Dive Brief:
- Hormel Foods faced higher transportation costs due to a challenging freight environment characterized by tighter capacity, executives told analysts during a Q1 earnings call on Feb. 26.
- The capacity crunch was driven by severe winter weather and industry dynamics, Paul Kuehneman, interim CFO and controller, said in the call. Coinciding with the end of the quarter, from Jan. 20-26, Winter Storm Fern led to a 55% week-over-week decrease in shipment volumes across the North American freight network, according to FourKites.
- “Spot rates began to increase as there were severe winter weather events and driver availability did tighten. These pressures have continued in early quarter two,” Kuehneman said.
Dive Insight:
Hormel Foods saw unexpected increases in freight and logistics costs as the global food brand continues to grapple with elevated pork and beef prices.

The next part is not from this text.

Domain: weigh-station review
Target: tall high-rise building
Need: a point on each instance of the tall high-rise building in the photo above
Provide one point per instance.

“As expected, commodity input costs, mainly for beef, pork trim and nuts, were a headwind in the first quarter. For context, beef remained a significant inflationary pressure across the industry and pork trim increased 12% compared to last year,” Kuehneman said.
The company has been working to offset higher commodity costs stemming from inflationary pressures over the last year.
In 2025, Hormel leaned on its Transform and Modernization initiative to ease margin pressure. The initiative, which targets supply chain transformation and portfolio simplification, has increased the company’s distribution capacity and manufacturing footprint optimization.
Hormel has also increased prices to combat cost pressures, with a first wave landing in Q1. The food manufacturer expects to further benefit from a second wave of retail pricing changes implemented at the start of fiscal Q2, according to interim CEO and director Jeffrey Ettinger.